Même avec peu de moyens, de temps et d'entrainement, il a tout fait pour figurer parmi les six fantastiques, premiers marins à partir en course autour du monde en solitaire sur des trimarans géants.

"Quand ce challenge et né, je me suis dit que c'était ça dont je rêvais, une grande aventure, mélangeant compétition et aspect pionnier. Il fallait saisir l'opportunité".

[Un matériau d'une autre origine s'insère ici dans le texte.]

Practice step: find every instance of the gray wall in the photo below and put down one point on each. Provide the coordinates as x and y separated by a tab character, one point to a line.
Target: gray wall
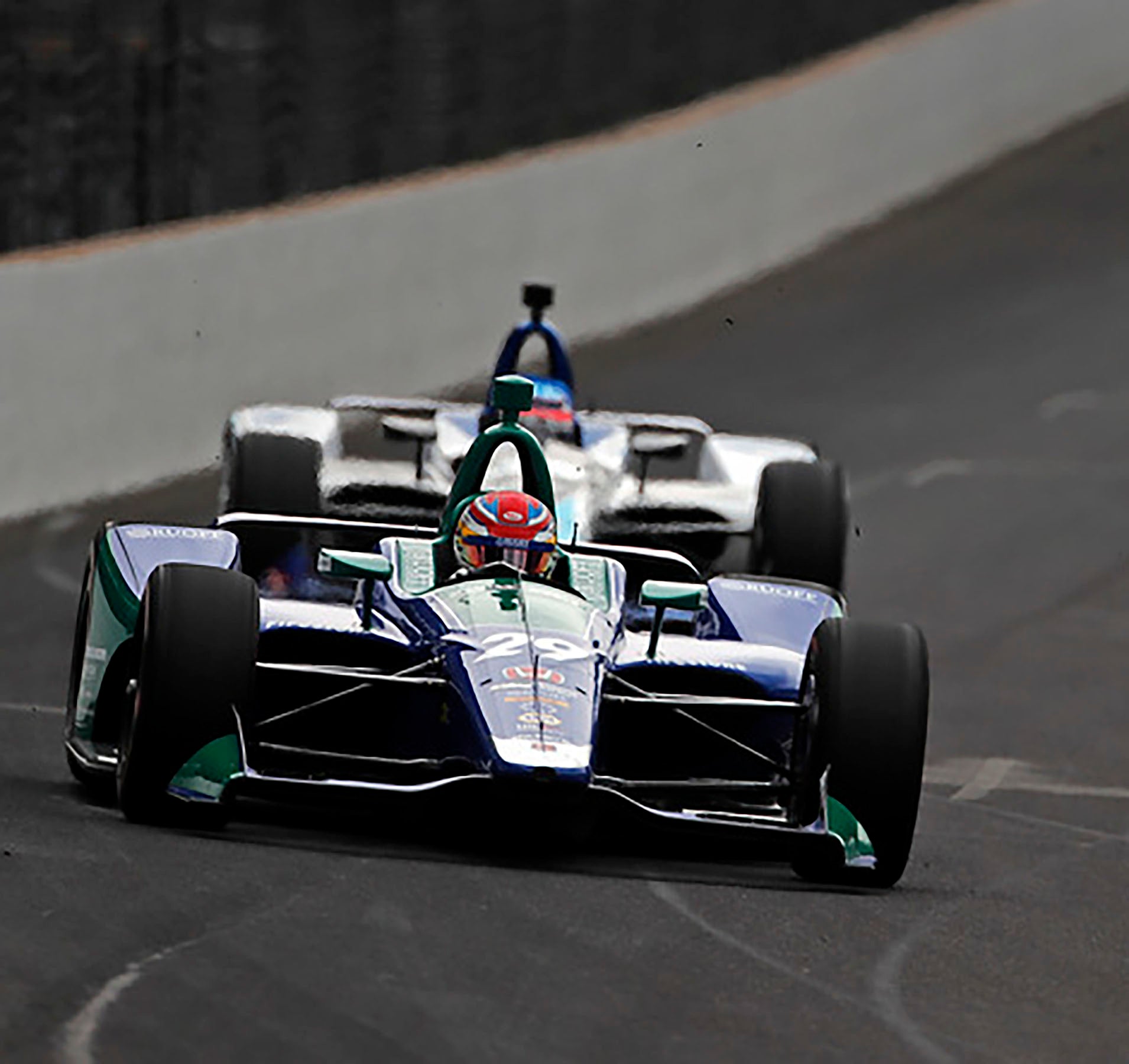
120	364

Bien conscient des limites techniques de son voilier, il estime que ce voyage autour du monde est avant tout "un combat avec (lui)-même". "A aucun moment je ne me sens capable de jouer sur la tactique avec mes adversaires, mais ce n'est pas important car je ne vivrai jamais une aventure pareille".

Après avoir dépassé les Canaries vendredi et encaissé de plein fouet la première grosse dépression du périple, il a envoyé depuis son voilier une vidéo pour montrer comment réparer une fenêtre au large.

"A plus tard pour un nouveau tuto bricolage", lâche-il en conclusion, dans un grand sourire, avant de mettre le cap vers l’équateur au sud-ouest, qu'il devrait atteindre, à son rythme d'aventurier, en milieu de semaine prochaine.